Sicily under Muslim Rule
Compiled By: Syed Ali Shahbaz
On August 1, 902 AD, Taormina, the last Byzantine stronghold on the island of Sicily off the coast of Italy, surrendered to Muslims led by the Aghlabids, the Abbasid governors of the Province of Ifriqiyya, whose forces had already established themselves in Sicily since 827. The first Muslims to arrive in Sicily were Syrians, way back in 652. In 909 the Aghlabids, who discriminated between Arabs and Berber Muslims, were overthrown by the popular Ismaili Shi'ite revolution that established the Fatemid Dynasty in North Africa.

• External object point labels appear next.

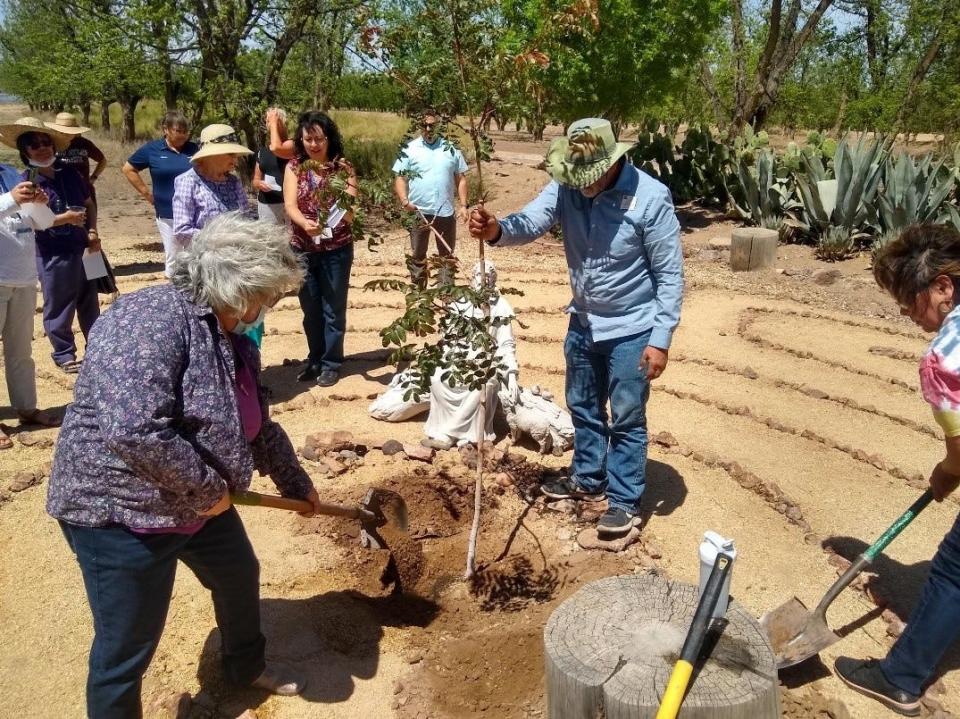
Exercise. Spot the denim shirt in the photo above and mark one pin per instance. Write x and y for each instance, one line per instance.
(623, 254)
(154, 435)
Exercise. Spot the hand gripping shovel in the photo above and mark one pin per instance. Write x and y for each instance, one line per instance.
(379, 509)
(795, 632)
(676, 689)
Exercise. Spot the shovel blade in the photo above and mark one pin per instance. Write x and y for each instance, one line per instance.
(796, 633)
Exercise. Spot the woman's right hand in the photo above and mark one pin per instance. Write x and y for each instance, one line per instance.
(222, 505)
(312, 227)
(73, 217)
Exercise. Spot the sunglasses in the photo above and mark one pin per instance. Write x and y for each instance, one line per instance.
(39, 142)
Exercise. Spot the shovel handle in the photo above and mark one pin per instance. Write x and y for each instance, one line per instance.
(893, 531)
(256, 499)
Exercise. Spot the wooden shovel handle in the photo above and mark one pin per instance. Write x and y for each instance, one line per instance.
(256, 499)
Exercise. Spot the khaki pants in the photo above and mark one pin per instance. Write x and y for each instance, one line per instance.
(17, 307)
(420, 243)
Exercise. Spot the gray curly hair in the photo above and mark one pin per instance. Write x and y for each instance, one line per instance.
(234, 263)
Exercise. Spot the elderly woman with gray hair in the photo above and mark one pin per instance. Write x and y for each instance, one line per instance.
(168, 418)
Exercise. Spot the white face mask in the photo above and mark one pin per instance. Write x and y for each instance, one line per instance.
(244, 327)
(43, 163)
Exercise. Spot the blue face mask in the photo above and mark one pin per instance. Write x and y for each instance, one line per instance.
(244, 327)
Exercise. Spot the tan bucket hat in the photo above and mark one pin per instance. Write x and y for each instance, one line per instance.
(219, 140)
(10, 133)
(66, 122)
(588, 150)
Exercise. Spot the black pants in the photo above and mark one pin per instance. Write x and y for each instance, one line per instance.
(323, 299)
(129, 582)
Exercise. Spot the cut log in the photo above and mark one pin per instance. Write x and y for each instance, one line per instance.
(610, 648)
(753, 248)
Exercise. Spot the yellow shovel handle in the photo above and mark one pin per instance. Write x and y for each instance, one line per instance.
(675, 691)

Sicily soon passed into Fatemid hands, and the city of Taormina was renamed "al-Mu'ezziya" in honour of the Fatemid caliph, al-Mu'ez le Dinillah, whose famous Greek Muslim general from Sicily, Jowhar as-Saqali, went on to take control of Egypt from the Ikhshidid Turkic governors of the Abbasid caliphate, and build the city of Cairo as the new capital of the Fatemids. Muslim rule in Sicily lasted until 1078, when the island fell to the Norman invader, Count Roger I, who, however, kept the Arab administration intact and had Muslims among his advisers and court scholars, including the famous geographer, Seyyed Mohammad al-Hassani al-Idrisi. Muslim influence and Arabic language continued in Sicily till the 1240s when the last of the Muslims were deported from the island and mosques turned into churches.